’Modern eğitime karşı teklifler’’ yazımın devamını nasipse haftaya ertelemek durumundayım. Temel bahislerimi aktüel hararetlere feda etmeyi sevmiyorum aslında. Fakat bazı (güncel)lerin (güncel)den ibaret olmadığına inanıyorum…

Türk Ordusu bütün teçhizatıyla sürpriz yapmaya hazır.

Her an, Suriye’nin kuzeyinde yeni bir operasyona girişebiliriz. Siz bu satırları okurken girişmiş de olabiliriz.

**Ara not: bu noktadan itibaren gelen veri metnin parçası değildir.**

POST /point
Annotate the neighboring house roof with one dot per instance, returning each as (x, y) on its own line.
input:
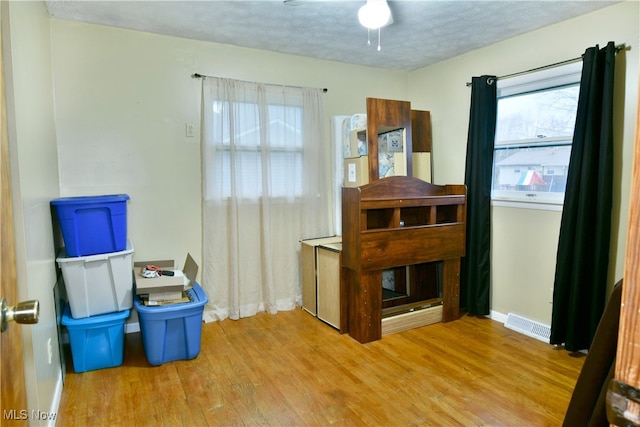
(553, 156)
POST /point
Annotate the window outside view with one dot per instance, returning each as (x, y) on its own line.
(533, 144)
(283, 146)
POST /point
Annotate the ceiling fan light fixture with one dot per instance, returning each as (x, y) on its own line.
(375, 14)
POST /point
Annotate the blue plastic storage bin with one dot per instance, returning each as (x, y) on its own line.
(93, 224)
(96, 342)
(172, 332)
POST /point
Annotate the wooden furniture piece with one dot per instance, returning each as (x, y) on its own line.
(309, 255)
(323, 288)
(386, 117)
(331, 292)
(397, 222)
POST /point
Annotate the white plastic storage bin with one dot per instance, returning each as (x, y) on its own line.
(98, 284)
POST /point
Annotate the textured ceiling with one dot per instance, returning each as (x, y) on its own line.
(423, 32)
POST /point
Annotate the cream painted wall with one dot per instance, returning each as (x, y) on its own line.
(518, 285)
(122, 101)
(34, 169)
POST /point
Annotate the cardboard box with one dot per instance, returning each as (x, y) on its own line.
(356, 171)
(159, 284)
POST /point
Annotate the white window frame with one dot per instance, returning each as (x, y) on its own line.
(539, 80)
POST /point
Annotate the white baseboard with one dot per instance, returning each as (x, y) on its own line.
(55, 403)
(498, 317)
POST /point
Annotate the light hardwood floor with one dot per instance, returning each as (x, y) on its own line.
(292, 369)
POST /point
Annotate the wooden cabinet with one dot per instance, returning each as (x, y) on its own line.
(308, 255)
(401, 230)
(397, 222)
(397, 140)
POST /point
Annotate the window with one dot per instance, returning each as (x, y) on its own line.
(534, 130)
(284, 150)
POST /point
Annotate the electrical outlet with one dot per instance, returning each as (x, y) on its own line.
(190, 130)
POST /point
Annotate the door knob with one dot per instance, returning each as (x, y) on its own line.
(25, 312)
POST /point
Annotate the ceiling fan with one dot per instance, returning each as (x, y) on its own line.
(373, 15)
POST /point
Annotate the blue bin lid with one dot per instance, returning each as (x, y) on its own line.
(198, 296)
(68, 320)
(109, 198)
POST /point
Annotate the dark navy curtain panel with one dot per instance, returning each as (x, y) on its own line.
(475, 276)
(583, 248)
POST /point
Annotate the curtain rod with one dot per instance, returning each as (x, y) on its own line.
(557, 64)
(200, 76)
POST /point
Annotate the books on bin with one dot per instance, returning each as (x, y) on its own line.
(164, 289)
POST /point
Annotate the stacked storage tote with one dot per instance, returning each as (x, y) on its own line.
(96, 266)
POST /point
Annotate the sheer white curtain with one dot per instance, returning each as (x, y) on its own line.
(265, 186)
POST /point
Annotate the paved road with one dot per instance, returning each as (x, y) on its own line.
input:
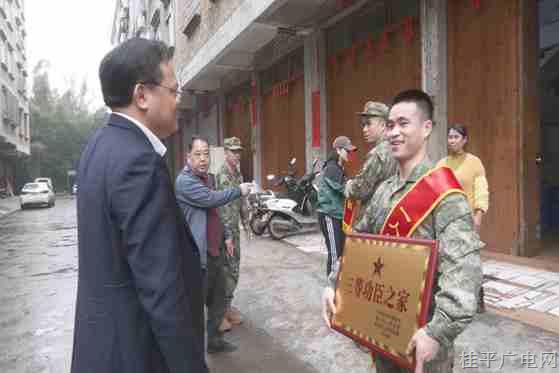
(279, 297)
(37, 288)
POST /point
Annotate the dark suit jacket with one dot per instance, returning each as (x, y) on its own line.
(139, 305)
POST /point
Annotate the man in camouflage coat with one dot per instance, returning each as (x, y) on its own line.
(228, 176)
(458, 276)
(380, 164)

Trump’ın çoklu kişilik bozukluğuyla yeniden yakın temas halinde olsak da, Beyaz Saray, Amerikan köpeklerinin bölgeden çekilme ve operasyona dahil olmama kararı aldığını bildirdi. Üstelik giderayak, alandaki binlerce DEAŞ militanından da artık Türkiye sorumlu olduğunu ilan ettiler. Arada gaza gelip üç beş tehdit de savuruyorlar. Bizdeki kuş beyinlileri ikna etmeye yetmese de, Türkiye’ye daha önce ekonomik saldırıda bulunduklarını itiraf ettiler mesela. ‘’Gerekirse tekrar yaparız!’’ diye de eklediler…

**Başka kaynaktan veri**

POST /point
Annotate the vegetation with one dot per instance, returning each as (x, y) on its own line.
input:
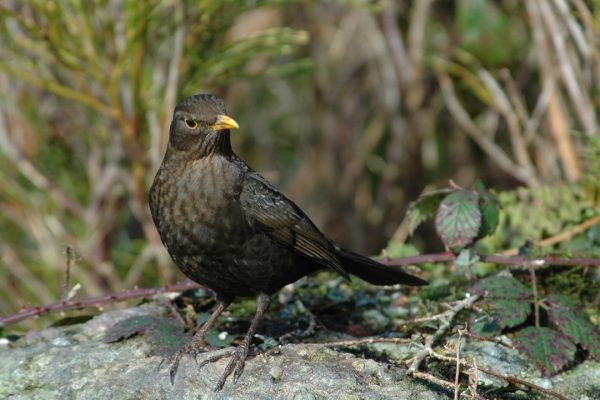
(354, 108)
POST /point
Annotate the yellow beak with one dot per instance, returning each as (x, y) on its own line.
(224, 122)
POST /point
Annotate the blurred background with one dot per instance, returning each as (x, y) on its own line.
(352, 108)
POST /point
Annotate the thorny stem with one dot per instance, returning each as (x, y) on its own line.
(510, 379)
(98, 301)
(420, 259)
(536, 303)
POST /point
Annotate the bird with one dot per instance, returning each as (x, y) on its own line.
(228, 228)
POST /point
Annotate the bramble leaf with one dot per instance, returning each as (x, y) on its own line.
(458, 219)
(564, 316)
(499, 314)
(503, 287)
(550, 350)
(490, 216)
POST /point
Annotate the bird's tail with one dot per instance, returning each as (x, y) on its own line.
(377, 273)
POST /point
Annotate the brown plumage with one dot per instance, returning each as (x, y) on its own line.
(228, 228)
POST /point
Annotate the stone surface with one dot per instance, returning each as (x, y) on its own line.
(73, 362)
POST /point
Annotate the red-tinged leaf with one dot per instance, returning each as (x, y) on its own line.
(501, 287)
(458, 219)
(499, 314)
(424, 207)
(564, 315)
(550, 350)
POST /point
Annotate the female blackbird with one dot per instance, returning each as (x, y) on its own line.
(226, 227)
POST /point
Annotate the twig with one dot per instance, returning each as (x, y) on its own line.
(561, 237)
(457, 373)
(356, 342)
(433, 379)
(539, 262)
(536, 304)
(94, 301)
(464, 120)
(444, 326)
(70, 256)
(507, 378)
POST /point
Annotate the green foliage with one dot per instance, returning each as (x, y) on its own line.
(89, 119)
(460, 215)
(166, 335)
(530, 214)
(499, 314)
(425, 207)
(550, 350)
(573, 324)
(480, 23)
(506, 304)
(501, 287)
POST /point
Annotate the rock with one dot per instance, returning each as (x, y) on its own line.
(74, 362)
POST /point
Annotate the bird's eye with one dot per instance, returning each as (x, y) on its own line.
(191, 123)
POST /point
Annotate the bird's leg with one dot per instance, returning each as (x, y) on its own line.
(197, 344)
(239, 355)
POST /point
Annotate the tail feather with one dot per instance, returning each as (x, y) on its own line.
(377, 273)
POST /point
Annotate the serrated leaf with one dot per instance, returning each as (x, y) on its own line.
(458, 219)
(562, 313)
(509, 312)
(550, 350)
(164, 334)
(501, 287)
(490, 215)
(466, 258)
(499, 314)
(425, 207)
(484, 325)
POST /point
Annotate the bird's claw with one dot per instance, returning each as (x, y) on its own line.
(193, 349)
(236, 365)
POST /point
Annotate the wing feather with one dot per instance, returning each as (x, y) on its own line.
(269, 211)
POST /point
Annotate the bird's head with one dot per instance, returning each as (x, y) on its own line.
(201, 126)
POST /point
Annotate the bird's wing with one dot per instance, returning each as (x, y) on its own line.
(269, 211)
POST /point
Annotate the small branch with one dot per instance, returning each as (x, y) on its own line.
(457, 373)
(510, 379)
(539, 262)
(357, 342)
(445, 325)
(561, 237)
(98, 301)
(536, 303)
(433, 379)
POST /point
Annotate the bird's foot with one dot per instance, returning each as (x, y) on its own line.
(193, 348)
(236, 363)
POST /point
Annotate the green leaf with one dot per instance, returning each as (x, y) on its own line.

Bu tavır klasik bir Amerikan rutinidir ve benim açımdan şaşılacak yahut korkulacak bir durum yoktur.

Zira Amerika’nın değişken politikalarıyla ve kaos deposu sataşmalarıyla uğraşmak, Türkiye’deki ihanet hizipleriyle ve o hiziplerin peşinden Atatürkçü Atatürkçü koşan ahmak takımıyla uğraşmaktan daha zor geliyor bana. Aynı zamanda epey sıkıcı…

Hep aynı terane.

Enteresan şekilde sürekli kim olduğumuzu soruyorlar ve kendilerini Amerika’dan izin almadan hiçbir iş yapamayacağımıza inandırmaya çalışıyorlar. Konfor alanlarını bu iki ana kolon etrafına yaymış durumdalar. Kimlik bunalımından mustaripler ve Amerika’nın uslu çocuğu olmakla övünen çürümüş iktidarlarını şizofrenik takıntılarla sayıklıyorlar. Alışamadılar. Sindiremediler. Amerika’yla ve Amerika’nın beslediği teröristlerle kıyasıya savaşan bir Türkiye’yi sahiplenemediler.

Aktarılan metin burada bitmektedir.